Raihan tampak semringah saat mencoba sepeda pemberian Gubernur, meski sempat mendapat candaan karena ukuran sepeda yang sedikit tinggi.
“Wah, masih ketinggian ya, kalau gitu nggak jadi ya,” ujar Gubernur sambil bercanda.
“Sudah bisa kok ini cukup,” sahut Raihan penuh percaya diri, yang langsung disambut tawa orang tua dan Gubernur.

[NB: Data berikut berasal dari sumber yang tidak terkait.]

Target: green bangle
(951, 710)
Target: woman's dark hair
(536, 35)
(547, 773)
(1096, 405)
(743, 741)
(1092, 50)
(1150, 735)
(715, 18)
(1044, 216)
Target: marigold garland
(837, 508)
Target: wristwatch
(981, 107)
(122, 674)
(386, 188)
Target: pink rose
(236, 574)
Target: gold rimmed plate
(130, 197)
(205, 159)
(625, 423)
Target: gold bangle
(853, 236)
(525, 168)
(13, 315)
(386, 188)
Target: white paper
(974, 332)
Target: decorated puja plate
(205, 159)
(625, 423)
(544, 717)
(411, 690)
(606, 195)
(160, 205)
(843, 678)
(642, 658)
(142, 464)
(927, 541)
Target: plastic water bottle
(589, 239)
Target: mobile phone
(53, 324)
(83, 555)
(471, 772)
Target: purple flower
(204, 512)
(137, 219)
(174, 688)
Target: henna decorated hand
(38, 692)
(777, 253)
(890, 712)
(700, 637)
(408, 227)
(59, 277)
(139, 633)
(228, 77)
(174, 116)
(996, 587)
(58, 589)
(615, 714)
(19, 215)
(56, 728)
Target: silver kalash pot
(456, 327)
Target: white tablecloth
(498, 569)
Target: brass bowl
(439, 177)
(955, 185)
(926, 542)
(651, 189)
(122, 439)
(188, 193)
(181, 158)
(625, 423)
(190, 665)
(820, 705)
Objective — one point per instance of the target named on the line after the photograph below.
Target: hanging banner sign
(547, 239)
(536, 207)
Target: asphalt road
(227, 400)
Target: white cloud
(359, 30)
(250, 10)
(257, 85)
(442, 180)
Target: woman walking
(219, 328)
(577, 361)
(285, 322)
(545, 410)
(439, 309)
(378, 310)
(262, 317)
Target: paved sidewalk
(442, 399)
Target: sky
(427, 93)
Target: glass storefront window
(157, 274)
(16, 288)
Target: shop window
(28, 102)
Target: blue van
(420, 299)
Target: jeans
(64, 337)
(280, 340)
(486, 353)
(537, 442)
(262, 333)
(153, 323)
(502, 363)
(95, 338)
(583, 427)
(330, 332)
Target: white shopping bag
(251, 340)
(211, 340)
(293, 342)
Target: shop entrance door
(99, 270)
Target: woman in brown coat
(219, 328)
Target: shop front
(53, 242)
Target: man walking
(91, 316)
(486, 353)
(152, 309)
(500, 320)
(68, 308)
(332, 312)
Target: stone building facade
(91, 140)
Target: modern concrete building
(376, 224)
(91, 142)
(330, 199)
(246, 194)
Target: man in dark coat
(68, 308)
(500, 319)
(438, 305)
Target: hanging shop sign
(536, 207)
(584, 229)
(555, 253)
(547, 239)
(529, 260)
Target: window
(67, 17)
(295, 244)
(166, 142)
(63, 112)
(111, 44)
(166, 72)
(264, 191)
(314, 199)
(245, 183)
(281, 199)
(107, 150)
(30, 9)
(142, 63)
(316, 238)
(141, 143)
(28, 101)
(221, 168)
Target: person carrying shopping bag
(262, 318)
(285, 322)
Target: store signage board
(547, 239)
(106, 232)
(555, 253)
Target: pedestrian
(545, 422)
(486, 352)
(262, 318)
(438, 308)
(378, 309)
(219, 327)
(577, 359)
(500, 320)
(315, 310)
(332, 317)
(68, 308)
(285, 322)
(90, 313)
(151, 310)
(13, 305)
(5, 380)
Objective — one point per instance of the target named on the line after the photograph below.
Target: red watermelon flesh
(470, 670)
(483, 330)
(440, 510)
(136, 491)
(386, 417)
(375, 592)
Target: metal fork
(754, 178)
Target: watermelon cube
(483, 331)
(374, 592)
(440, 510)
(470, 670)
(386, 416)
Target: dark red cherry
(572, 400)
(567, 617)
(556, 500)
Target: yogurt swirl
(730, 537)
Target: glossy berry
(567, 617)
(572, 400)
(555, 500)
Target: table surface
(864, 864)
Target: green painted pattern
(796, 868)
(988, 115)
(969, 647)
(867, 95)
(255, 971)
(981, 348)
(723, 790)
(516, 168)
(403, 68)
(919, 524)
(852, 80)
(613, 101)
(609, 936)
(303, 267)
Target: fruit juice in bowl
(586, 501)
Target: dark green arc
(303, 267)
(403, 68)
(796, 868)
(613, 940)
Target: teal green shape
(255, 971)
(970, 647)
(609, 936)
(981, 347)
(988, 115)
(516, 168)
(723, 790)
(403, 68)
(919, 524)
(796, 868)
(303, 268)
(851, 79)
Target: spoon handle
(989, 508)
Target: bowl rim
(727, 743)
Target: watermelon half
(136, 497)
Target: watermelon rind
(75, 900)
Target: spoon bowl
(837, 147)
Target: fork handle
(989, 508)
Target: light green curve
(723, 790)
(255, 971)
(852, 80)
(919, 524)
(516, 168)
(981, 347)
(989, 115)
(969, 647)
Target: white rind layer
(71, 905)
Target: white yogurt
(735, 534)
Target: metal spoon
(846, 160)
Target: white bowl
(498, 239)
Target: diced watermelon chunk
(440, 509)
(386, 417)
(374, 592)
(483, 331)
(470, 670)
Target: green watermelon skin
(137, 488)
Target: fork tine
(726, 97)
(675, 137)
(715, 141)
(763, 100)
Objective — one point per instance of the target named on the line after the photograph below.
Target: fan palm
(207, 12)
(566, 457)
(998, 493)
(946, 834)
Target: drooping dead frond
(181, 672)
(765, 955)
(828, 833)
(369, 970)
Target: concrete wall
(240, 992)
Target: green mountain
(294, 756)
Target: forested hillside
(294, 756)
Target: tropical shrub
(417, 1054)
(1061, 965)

Ketika ditanya soal keberaniannya memanjat tiang bendera, Raihan dengan polos mengaku melakukannya tanpa arahan siapa pun. “Saya sendiri saja, nggak ada yang nyuruh,” katanya.
Gubernur Mirza menyampaikan rasa bangganya atas keberanian Raihan yang menurutnya menjadi teladan bagi anak-anak lainnya.
“Aksi Raihan menjadi teladan bagi anak-anak lain bahwa keberanian, kepedulian, dan cinta tanah air bisa ditunjukkan dengan cara sederhana namun berarti,” ujar Gubernur. (Rls/SA)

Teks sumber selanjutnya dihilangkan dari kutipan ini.